Very often meditation is referred to as sitting. This again is a misunderstanding due to the confusion of Buddhist meditation with the Zen practice of sitting called Zazen.

It is important to emphasize here that the original Buddhist meditation was not mere "sitting". Buddhist meditation is not a physical exercise but a mental training.

It is not inactivity or living in a trance like state. It is maintaining a pure and tranquil mind while in any posture.

It can be done in all four postures: walking, standing, sitting and lying down.

Buddhist meditation is an effort to change one's thinking, feeling and behaviour, through the constant practice of introspective awareness of one's thoughts, feelings, speech and action. It is a different way of living.

The main thing in Buddhist meditation is to practice the Super-normal Eight-fold Way.

This way is usually translated as the Noble Eightfold Path.

I find the former translation more meaningful.

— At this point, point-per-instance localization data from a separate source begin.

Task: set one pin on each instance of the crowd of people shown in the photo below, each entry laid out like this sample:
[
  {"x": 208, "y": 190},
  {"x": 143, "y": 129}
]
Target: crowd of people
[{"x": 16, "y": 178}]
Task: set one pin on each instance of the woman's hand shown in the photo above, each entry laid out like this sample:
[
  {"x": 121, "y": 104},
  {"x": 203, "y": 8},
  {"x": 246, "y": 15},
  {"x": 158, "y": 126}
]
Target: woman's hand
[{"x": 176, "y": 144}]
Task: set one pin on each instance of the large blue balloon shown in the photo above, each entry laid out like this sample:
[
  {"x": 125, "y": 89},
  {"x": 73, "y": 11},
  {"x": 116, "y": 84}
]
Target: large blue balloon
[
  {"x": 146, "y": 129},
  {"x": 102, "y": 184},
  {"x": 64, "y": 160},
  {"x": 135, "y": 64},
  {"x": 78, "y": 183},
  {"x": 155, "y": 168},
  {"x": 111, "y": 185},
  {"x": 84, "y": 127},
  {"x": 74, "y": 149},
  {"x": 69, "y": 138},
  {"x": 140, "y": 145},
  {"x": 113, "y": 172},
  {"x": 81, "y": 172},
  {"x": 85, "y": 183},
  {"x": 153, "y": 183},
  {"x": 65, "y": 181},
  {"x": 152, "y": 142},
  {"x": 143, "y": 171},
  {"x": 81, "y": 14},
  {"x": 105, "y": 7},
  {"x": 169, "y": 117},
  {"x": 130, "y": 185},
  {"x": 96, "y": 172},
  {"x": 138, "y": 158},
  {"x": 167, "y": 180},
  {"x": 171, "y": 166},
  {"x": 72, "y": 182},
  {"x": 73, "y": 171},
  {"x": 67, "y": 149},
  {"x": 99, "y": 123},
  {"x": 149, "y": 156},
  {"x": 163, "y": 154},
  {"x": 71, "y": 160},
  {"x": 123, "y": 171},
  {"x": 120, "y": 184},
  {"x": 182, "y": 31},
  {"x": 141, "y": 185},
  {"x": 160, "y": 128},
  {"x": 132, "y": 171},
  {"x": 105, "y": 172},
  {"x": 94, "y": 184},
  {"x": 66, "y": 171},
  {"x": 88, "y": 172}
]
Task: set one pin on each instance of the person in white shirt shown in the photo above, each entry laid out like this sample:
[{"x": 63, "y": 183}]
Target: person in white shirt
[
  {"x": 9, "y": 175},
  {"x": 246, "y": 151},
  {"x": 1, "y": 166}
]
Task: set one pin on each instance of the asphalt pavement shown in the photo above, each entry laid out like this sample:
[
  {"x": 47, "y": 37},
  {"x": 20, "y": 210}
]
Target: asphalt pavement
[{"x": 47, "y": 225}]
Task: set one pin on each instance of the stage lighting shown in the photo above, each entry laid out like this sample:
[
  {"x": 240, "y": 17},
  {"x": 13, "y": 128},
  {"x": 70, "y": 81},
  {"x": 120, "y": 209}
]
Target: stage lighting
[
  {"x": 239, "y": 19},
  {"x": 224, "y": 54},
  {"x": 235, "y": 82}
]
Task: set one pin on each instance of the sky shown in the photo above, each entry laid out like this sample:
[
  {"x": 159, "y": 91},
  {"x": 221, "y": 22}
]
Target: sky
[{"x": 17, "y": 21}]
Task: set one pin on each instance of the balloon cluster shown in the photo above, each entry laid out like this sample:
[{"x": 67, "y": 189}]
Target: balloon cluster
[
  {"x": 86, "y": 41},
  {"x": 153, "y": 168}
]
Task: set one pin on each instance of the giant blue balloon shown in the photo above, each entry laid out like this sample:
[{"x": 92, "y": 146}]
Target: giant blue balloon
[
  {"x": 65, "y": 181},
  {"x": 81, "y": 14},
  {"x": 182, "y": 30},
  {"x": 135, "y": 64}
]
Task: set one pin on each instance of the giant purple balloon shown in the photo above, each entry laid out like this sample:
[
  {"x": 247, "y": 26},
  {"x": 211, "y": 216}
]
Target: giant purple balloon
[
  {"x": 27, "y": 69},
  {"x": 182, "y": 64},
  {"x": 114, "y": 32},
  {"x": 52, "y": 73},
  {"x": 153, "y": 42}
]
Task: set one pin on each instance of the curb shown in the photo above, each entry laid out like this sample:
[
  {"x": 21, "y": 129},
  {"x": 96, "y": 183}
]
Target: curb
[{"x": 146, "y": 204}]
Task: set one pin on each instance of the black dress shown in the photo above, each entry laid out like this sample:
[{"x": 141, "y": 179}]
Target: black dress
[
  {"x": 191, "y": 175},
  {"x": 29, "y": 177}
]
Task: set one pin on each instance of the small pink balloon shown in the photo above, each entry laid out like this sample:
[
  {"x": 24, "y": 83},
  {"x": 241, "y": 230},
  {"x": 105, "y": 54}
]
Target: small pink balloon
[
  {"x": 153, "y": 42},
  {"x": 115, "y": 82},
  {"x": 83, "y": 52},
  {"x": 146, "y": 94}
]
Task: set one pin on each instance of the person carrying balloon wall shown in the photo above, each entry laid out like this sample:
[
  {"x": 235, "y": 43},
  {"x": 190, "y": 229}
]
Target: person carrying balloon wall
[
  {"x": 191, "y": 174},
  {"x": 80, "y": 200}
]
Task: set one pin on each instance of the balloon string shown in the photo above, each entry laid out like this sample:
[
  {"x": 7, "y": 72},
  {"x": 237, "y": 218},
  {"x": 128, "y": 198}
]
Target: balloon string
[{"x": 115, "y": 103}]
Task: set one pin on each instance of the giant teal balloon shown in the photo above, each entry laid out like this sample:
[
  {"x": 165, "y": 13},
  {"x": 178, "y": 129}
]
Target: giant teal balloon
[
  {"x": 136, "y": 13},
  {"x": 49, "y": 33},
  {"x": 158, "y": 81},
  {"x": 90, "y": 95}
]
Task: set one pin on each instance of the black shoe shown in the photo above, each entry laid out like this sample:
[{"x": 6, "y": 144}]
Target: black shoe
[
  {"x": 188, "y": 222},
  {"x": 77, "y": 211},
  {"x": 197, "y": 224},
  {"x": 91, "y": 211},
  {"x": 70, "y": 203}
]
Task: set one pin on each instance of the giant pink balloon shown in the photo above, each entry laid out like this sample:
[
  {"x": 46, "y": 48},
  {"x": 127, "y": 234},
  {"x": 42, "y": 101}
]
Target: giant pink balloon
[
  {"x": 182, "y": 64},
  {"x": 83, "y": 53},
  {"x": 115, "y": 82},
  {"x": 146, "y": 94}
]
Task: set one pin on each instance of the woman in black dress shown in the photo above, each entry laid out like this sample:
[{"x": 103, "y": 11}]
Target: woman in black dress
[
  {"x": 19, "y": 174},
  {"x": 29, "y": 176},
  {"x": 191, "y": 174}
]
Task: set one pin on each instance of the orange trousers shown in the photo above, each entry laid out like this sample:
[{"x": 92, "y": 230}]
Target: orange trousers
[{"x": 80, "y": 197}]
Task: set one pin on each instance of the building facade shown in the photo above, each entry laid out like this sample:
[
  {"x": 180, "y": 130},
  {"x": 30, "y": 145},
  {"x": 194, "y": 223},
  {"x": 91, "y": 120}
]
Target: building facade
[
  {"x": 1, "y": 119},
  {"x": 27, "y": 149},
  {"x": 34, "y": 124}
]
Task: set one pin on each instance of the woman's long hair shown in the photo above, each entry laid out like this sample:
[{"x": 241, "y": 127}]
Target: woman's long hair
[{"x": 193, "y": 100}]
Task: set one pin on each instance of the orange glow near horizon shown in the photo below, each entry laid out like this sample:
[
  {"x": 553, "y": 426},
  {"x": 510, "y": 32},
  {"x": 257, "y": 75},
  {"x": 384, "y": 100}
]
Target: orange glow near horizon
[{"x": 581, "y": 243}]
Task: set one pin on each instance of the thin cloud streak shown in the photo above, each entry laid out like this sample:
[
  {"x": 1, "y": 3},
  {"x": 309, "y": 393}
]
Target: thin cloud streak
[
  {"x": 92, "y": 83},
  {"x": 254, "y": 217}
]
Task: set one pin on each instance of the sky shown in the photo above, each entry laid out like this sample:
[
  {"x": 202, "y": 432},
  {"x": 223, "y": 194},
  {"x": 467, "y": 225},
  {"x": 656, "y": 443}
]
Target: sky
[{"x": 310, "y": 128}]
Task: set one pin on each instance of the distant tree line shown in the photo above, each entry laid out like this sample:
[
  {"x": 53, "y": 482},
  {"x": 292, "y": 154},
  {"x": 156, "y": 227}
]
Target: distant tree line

The Pali term "ariya" is usually translated as "noble" but it is translated here as "supernormal" because the Buddha used this term "ariya" to refer to a special level of life above the normal, which he wanted his followers to rise to, in order to be free of normal unhappiness. The normal level of experience was called the "common folk's level" (putujjana bhumi), meaning ordinary level.

The term that the Buddha used to refer to this teaching was "Ariya Dhamma", which means the "Supernormal Experience" (ariya=supernormal; dhamma=experience).

When the Buddha used this term "ariya", he was not using this term as a synonym for the modern term "Buddhist".

He was merely referring to a level of living above the normal.

One who understands and practices the teaching of the Buddha is called an "ariya savaka", meaning the "hearer" of the Supernormal Experience.

In other words, what the Buddha meant by the term ariya was a higher level of growth of the human consciousness.

The aim of Buddhist meditation is to raise the human consciousness to a higher level.

Just as the aim of modern psychotherapy is to raise an abnormal person to a normal level of thinking and living, the aim of the Buddha was to bring the normal person to a super normal level of thinking, feeling and living. It is important to understand this distinction.

This is why the translation of the term "ariya" as Supernormal is preferable. This is why Buddhist meditation is here called a "growth technique", using a modern psychological term.

By practicing Buddhist meditation, one hopes to grow to a higher level of emotional maturity, where one is free of normal unhappiness.

This process of growth takes place according to a natural law, and following a human technique. It doesn't happen automatically or through a supernatural power."